Base AssetTrading PairMaximum LeverageLong Position LimitShort Position Limit
USDTUSDT/GBP4x200,000 USDT200,000 USDT
USDTUSDT/CHF4x100,000 USDT100,000 USDT
USDTUSDT/CAD4x150,000 USDT150,000 USDT
USDTUSDT/AUD4x30,000 USDT30,000 USDT
USDTUSDT/JPY3x30,000 USDT30,000 USDT
USDCUSDC/GBP3x150,000 USDC150,000 USDC
USDCUSDC/AUD3x20,000 USDC20,000 USDC
DAIDAI/USDT3x110,000 DAI110,000 DAI

Understanding the Stablecoin Assets

Before engaging in margin trading, it’s essential to understand the assets involved.

Tether (USDT)

Tether is a U.S. dollar-collateralized stablecoin designed to combine the stability of fiat currencies with the flexibility of digital assets. It is widely used for transferring value between exchanges and as a base currency for trading pairs.

USD Coin (USDC)

USD Coin is a regulated, fully reserved stablecoin backed by U.S. dollars. Operating as an ERC-20 token on the Ethereum blockchain, it enables fast and low-cost transactions, making it a popular choice for decentralized finance (DeFi) applications and everyday crypto transactions.

Dai (DAI)

Dai is a decentralized, collateral-backed stablecoin that maintains its peg to the U.S. dollar through smart contract-controlled collateralization. It offers a trustless, stable asset for users seeking to avoid the volatility commonly associated with other cryptocurrencies.


Key Considerations for Margin Trading

Margin trading can amplify gains but also increases risk. Below are some critical points to keep in mind:

👉 Explore more strategies for risk management in leveraged trading


Will More Margin Pairs Be Added in the Future?

The platform is continuously evaluating new assets and trading pairs for margin support. While there are plans to introduce more options in the future, specific details regarding which pairs or when they will be available are not disclosed in advance.

All currently supported margin pairs are listed on the official website. Customer support teams cannot provide information on upcoming listings.


Trade Responsibly

Margin trading involves significant risk. Limit orders are not guaranteed to execute, and market orders may fill at unexpected prices due to liquidity conditions or market volatility. The availability of assets in the margin pool can also fluctuate.

Listing a token for margin trading does not constitute an endorsement or investment recommendation. Users should conduct their own research and assess their risk tolerance before trading.


Frequently Asked Questions

What is margin trading?

Margin trading allows you to borrow funds to open larger positions than your account balance would typically allow. This amplifies both potential profits and losses.

Which stablecoins are supported for margin trading?

The newly added pairs include USDT, USDC, and DAI traded against currencies like GBP, CHF, CAD, AUD, JPY, and also in a crypto-to-crypto pair (DAI/USDT).

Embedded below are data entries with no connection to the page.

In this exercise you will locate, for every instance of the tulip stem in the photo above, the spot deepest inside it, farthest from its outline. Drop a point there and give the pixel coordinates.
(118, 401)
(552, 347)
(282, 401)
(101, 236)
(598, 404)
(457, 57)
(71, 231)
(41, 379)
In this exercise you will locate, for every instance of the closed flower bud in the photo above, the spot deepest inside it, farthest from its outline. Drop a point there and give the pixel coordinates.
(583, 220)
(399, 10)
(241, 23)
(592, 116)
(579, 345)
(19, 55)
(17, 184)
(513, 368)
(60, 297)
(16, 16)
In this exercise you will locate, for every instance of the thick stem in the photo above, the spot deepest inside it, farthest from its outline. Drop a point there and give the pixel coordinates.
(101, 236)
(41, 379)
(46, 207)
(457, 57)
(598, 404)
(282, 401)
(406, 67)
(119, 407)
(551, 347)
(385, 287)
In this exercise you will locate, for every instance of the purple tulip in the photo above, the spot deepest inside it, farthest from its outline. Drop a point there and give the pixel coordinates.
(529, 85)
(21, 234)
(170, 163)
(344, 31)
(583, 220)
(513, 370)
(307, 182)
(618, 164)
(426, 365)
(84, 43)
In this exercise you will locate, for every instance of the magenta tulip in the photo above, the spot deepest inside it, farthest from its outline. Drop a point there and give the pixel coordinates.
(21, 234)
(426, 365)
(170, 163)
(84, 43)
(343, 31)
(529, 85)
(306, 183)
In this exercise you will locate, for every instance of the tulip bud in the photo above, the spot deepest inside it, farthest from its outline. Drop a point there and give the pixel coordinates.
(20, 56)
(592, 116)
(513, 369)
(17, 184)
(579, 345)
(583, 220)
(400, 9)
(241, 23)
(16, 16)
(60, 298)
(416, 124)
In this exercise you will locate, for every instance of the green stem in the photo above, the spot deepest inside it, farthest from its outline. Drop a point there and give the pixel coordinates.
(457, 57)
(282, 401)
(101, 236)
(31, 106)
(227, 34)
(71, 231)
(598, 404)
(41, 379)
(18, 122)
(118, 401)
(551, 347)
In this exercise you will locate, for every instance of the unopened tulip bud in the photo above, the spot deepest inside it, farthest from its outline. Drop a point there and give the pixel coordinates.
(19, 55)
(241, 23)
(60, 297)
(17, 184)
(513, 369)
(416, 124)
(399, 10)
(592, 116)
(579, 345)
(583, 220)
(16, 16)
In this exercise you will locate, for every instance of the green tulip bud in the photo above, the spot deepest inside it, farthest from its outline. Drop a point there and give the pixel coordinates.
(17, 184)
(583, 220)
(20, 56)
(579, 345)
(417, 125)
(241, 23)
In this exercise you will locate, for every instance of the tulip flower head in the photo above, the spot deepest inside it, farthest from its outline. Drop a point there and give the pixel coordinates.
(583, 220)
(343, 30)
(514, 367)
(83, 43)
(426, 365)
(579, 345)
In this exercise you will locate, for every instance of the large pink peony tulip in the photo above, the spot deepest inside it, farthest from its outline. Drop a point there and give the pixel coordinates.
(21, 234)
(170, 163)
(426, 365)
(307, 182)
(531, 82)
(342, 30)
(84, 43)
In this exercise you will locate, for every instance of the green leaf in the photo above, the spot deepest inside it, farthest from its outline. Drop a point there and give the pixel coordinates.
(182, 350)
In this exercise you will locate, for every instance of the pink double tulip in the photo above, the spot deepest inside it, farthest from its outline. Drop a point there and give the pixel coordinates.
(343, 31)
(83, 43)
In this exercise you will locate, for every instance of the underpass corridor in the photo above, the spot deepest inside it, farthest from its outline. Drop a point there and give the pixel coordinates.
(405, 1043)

What leverage levels are available?

Leverage levels vary by pair, ranging from 3x to 4x for the newly introduced stablecoin/fiat pairs.

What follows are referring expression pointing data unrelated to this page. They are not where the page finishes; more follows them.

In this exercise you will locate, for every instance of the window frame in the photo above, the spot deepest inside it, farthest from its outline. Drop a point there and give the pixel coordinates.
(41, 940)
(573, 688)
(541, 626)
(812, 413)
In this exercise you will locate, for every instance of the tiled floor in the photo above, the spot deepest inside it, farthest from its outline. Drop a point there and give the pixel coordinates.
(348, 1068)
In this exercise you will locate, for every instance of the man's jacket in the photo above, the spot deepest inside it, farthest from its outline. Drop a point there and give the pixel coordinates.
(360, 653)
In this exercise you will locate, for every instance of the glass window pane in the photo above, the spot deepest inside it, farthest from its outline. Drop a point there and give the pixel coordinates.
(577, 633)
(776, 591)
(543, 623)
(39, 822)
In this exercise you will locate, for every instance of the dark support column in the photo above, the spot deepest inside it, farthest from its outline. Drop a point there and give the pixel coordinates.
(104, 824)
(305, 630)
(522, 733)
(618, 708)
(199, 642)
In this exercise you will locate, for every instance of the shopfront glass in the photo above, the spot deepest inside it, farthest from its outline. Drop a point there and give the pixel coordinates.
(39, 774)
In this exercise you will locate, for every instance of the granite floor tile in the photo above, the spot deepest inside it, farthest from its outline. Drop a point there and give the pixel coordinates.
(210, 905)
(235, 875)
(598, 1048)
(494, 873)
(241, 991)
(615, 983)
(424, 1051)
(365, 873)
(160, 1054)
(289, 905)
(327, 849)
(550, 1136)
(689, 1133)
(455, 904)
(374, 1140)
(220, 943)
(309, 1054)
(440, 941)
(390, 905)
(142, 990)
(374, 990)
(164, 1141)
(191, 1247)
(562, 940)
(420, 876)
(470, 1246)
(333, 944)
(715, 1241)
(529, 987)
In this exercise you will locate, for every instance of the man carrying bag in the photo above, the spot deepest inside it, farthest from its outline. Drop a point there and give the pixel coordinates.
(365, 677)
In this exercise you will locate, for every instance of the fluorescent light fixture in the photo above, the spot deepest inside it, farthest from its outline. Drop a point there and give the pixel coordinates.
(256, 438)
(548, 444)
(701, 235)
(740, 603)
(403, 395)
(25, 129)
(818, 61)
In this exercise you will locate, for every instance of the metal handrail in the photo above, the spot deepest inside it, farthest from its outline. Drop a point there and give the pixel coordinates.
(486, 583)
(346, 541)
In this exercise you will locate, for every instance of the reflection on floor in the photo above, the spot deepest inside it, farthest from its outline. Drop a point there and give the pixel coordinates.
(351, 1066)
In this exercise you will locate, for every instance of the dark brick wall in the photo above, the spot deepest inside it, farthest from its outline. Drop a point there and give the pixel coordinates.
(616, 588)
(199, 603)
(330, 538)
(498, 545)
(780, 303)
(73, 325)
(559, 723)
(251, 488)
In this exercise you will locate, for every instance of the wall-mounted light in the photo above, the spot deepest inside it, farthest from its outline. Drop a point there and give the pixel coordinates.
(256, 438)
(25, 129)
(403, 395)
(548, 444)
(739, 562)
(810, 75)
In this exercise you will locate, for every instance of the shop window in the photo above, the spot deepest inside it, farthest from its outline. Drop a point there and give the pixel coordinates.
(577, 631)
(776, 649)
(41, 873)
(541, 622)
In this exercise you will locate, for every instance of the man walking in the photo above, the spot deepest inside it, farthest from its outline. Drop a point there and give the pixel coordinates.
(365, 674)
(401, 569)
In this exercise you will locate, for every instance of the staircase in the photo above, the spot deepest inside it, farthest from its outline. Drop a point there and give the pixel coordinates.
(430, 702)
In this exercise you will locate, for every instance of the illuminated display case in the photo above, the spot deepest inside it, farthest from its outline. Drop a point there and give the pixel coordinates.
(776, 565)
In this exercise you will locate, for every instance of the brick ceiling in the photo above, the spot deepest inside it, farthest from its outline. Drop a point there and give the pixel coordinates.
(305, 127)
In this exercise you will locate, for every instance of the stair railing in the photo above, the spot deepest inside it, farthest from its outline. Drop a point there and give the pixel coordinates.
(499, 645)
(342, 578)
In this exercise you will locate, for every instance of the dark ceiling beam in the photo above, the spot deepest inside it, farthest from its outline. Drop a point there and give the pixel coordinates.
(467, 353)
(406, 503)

Are there fees for margin trading?

Yes, fees are applied for opening, maintaining, and closing margin positions. These are in addition to standard trading fees.

Is margin trading available in all regions?

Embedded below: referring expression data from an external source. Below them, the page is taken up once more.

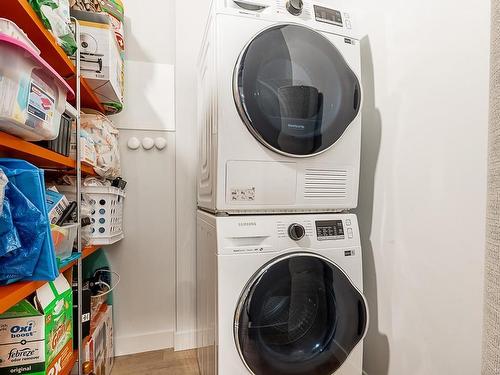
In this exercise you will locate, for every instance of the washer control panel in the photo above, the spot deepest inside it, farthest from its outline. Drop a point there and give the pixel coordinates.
(330, 230)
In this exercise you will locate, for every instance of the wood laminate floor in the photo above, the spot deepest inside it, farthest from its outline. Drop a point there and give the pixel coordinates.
(163, 362)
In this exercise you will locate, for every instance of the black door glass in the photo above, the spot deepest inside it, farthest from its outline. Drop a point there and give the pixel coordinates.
(294, 90)
(302, 316)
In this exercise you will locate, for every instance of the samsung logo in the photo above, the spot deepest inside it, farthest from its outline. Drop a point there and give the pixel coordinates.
(248, 224)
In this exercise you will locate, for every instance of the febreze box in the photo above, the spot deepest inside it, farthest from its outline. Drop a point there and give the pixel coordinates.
(22, 340)
(38, 340)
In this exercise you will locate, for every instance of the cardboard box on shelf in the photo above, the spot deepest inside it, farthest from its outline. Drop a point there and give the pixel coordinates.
(99, 349)
(87, 147)
(101, 61)
(38, 340)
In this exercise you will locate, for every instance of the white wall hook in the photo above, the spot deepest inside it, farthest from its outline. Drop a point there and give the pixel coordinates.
(133, 143)
(148, 143)
(160, 143)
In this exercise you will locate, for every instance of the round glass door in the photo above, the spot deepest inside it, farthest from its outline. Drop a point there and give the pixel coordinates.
(299, 315)
(294, 90)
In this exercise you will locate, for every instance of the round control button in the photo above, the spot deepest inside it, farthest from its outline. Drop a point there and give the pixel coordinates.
(296, 231)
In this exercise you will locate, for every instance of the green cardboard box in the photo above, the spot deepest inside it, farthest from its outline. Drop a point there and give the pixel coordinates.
(37, 339)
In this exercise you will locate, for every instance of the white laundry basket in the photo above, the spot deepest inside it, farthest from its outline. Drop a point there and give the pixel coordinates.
(106, 213)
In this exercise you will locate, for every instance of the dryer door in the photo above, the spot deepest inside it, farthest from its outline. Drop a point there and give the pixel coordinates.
(299, 315)
(295, 91)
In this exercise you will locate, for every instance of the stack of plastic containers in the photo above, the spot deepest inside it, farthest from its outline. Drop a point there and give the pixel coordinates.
(32, 95)
(32, 99)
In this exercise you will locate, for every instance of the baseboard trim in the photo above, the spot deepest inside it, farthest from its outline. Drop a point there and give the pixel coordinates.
(185, 340)
(147, 342)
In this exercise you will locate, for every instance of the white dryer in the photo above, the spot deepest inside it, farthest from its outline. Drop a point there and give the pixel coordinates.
(279, 108)
(280, 295)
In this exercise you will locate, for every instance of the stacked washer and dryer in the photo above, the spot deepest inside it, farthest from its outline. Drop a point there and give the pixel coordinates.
(279, 261)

No, the availability of margin trading services depends on local regulations and user account verification levels. Always check which services are available in your jurisdiction.

How can I manage risks when trading with leverage?

Using stop-loss orders, monitoring your margin level, and avoiding over-leveraging are common risk-management techniques. 👉 Get advanced methods for protecting your investments


This content is for informational purposes only. It is not intended as investment advice, nor as a recommendation to buy, sell, or hold any digital asset. Digital asset markets are volatile and unprotected in many jurisdictions. Always consider your financial situation and risk tolerance before trading, and consult a tax professional for advice applicable to your location.